Mum and dad sat by my side, holding my hand and willing me to try and sleep. But I couldnt, I kept thinking, if I sleep, I will stop breathing again,my body will give up. The ICU docs came to see how I was doing and I literally begged them, with tears running down my face, to sedate me and put me back on the vent. I was to tired to keep breathing. They want me to keep going, but promised to review me every hour. They were afraid to knock me out and not know how my throat was. That the tube would further irritate my throat and cause more swelling that they could not get passed. If this happened, even a trachestomy would be out of the question due to its placement.
That was one of the longest evening I have ever experienced. I watched the second hand on the clock as sweat poured down my forehead from the effort. The tears eventually dried up and I resigned myself to what would be.
Slowly the seconds added to minutes and then to hours and I began to get some rest in short 10 minute bursts.
Again, the staff were wonderful. Encouraging me every step. Trying everything they could. I needed a more permanent IV line putting in, but even the best doctors could not get a PICC line in my arm as the viens were ruined.
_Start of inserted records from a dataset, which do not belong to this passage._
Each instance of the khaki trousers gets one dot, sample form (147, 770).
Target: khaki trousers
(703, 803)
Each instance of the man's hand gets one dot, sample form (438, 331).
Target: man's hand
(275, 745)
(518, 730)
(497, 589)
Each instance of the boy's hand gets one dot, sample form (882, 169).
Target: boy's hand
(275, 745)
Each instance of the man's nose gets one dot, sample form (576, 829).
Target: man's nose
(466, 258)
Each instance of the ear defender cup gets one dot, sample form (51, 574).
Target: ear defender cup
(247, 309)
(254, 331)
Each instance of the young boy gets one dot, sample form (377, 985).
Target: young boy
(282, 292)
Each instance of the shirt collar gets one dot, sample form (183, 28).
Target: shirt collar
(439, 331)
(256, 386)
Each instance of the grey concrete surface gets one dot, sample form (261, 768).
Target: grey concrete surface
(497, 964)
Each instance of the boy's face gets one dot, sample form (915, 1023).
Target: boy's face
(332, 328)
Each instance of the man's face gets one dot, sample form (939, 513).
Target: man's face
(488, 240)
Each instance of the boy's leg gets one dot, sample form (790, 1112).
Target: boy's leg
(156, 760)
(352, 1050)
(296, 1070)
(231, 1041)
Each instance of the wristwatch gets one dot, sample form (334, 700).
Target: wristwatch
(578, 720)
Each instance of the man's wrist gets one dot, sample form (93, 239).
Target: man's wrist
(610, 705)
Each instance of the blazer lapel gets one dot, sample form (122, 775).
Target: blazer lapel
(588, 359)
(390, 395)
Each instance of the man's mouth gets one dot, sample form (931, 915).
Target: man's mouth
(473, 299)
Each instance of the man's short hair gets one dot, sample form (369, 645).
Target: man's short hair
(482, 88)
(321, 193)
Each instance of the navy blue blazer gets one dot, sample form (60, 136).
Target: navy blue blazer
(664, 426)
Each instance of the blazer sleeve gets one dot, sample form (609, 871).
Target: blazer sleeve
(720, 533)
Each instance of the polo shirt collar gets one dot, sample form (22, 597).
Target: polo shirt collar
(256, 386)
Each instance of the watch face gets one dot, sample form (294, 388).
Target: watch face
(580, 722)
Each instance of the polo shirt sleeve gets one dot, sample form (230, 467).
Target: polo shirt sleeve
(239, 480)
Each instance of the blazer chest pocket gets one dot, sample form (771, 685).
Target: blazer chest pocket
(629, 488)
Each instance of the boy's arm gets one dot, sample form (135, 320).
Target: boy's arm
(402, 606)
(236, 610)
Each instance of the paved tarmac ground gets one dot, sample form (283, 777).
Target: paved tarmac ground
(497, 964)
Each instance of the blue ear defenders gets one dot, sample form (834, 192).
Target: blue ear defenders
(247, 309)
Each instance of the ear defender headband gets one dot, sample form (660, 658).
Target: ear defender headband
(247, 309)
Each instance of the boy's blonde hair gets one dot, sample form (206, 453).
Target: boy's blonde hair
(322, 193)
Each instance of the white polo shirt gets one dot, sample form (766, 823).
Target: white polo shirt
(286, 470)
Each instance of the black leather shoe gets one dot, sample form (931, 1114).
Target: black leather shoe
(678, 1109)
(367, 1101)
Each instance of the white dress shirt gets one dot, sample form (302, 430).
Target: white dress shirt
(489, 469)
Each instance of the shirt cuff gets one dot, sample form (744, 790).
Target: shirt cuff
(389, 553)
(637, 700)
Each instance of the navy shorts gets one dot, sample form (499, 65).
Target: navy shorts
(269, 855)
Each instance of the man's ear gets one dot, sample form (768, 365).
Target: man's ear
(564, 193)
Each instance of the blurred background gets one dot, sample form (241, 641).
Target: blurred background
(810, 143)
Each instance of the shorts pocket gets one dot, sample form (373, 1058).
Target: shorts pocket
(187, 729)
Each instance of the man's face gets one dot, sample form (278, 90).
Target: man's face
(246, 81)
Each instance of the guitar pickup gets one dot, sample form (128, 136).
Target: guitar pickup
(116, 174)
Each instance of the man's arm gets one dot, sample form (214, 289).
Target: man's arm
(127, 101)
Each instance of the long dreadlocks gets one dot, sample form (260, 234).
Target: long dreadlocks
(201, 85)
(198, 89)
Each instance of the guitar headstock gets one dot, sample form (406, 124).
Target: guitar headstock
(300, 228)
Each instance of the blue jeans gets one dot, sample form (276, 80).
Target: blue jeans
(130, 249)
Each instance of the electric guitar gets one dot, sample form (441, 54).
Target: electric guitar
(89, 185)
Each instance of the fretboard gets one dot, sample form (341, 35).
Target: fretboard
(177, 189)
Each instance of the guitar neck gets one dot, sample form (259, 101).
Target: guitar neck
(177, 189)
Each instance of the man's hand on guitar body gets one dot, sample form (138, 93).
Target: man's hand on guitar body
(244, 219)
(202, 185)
That weekend lead to a lot of tears, from myself, my family and the staff. The theater nurses made jokes about what I was going to wear to the staff Christmas party as I spent as much time in there as the staff did. I had a few more close calls and several more trips to theater while my surgeon tried desperately to get hold of my ENT surgeon, who had just vanished.
In the end, I spent almost 3 weeks in the ICU, developed a very bad infection in my blood that was only picked up by chance before it did damage. I got my first trachestomy and learnt how to care for it myself. Developed an infected line that came pretty close to killing me once again and became a good teaching tool for the ward staff.
I was admitted in November and I was discharged in February.
That first weekend though, is one that haunts me most. The sound of all the docs, the pain of my ribs, the fear in that nurses eyes. I can see it all as clear as yesterday. At the start I needed my throat clearing every 4 weeks, that then dropped to every 2 weeks and in the end, I was needing it cleared every day. I think that is why I am so on edge now. I dont want to end up back in that position. I dont want to fight for every breathe, I just want to be able to breathe. But, I know I can cut myself some slack on the occasions that I do freak out, as they are founded on true ground.